Publié le 22/01/2016, par dans Non classé.

– Comment expliquez-vous les hausses de prix des matériaux de construction ?

L’augmentation du prix du ciment ces derniers jours n’est qu’une réaction naturelle à la décision de mise en place des quotas. Elle n’est pas due à une baisse de l’importation, donc de l’offre. Elle est aussi due aux aléas climatiques, la période de beau temps qui perdure dans notre pays cette année n’a pas réduit la demande durant la période hivernale comme de coutume, ce qui a contribué à accentuer les tensions sur certains matériaux de construction. L’annonce des pluies ces jours-ci va refroidir la demande.

Il faut rappeler également que les besoins en ciment de l’Algérie sont estimés à 29 millions de tonnes/an, alors que les entreprises nationales, publiques et privées, produisent à peine 17 à 18 millions de tonnes par année, soit un déficit de 11 millions de tonnes par an. En attendant l’entrée en activité graduelle des nouvelles cimenteries d’ici début 2017, de nouvelles capacités de production permettront de réduire ce déficit. Ainsi, les 2 cimenteries privées en cours de réalisation à Biskra de 3,7 millions de tonnes/an et les cimenteries publiques de Aïn El Kebira et de Chlef, d’une capacité de 4 millions t/an, à elles seules vont réduire la pression.

Dans ce cadre, et afin d’arriver à l’autosuffisance, le gouvernement a mis en place le système de quotas pour protéger et promouvoir l’outil de production national qui est une source de création de richesse et surtout d’emplois et réduire le recours à l’importation qui puise dans nos réserves de change. Le quota sera défini par rapport au déficit qu’enregistre le marché national, pour ne pas créer de pénurie sur le marché et n’importer que le strict nécessaire.
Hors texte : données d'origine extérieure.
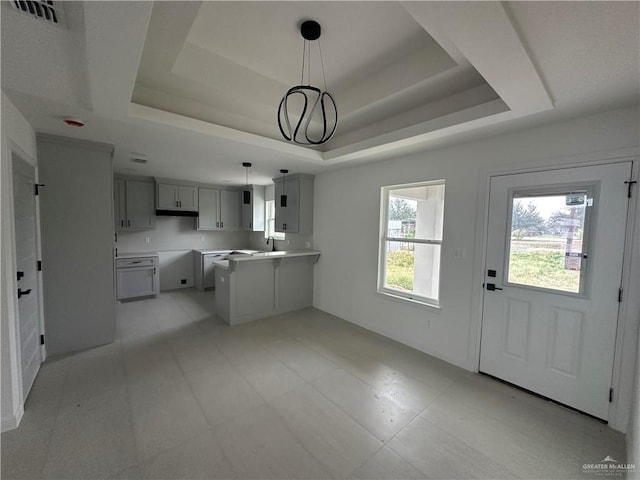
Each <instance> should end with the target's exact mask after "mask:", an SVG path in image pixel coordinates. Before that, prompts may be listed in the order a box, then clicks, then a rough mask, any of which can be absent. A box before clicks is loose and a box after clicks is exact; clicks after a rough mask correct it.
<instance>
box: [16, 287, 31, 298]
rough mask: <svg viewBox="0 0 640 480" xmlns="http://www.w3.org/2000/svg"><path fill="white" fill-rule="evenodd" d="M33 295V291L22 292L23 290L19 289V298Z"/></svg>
mask: <svg viewBox="0 0 640 480" xmlns="http://www.w3.org/2000/svg"><path fill="white" fill-rule="evenodd" d="M30 293H31V289H29V290H22V289H21V288H19V289H18V298H20V297H22V296H23V295H29V294H30Z"/></svg>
– Ces augmentations affecteront certainement le prix au mètre carré…

Vu que l’augmentation des prix est une réaction à une décision, les prix seront amenés à baisser dans un futur proche, et aucune incidence directe sur le coût de réalisation des logements n’est attendue. Cependant, le risque que peut engendrer le système de quotas est de favoriser la spéculation via le stockage n’est pas à écarter s’il n’y a pas de régulation effective du marché.

Aussi, la quantification du quota à importer doit prendre en considération et d’une manière réactive tout dérèglement de l’offre (arrêt d’une cimenterie pour maintenance par exemple) afin d’éviter une augmentation durable des prix. C’est dans cette seule hypothèse que le coût des logements peut être affecté, même si le coût des matériaux de construction ne représente qu’un faible pourcentage du coût global d’une construction.

– Les programmes de logements publics seront-ils affectés ?

En termes de coûts, les programmes de logements publics social, AADL et LPP ne seront pas affectés pour la simple raison que l’Etat prend en charge à travers des mécanismes réglementaires et contractuels les surcoûts des projets résultant de l’augmentation des prix des matériaux de construction.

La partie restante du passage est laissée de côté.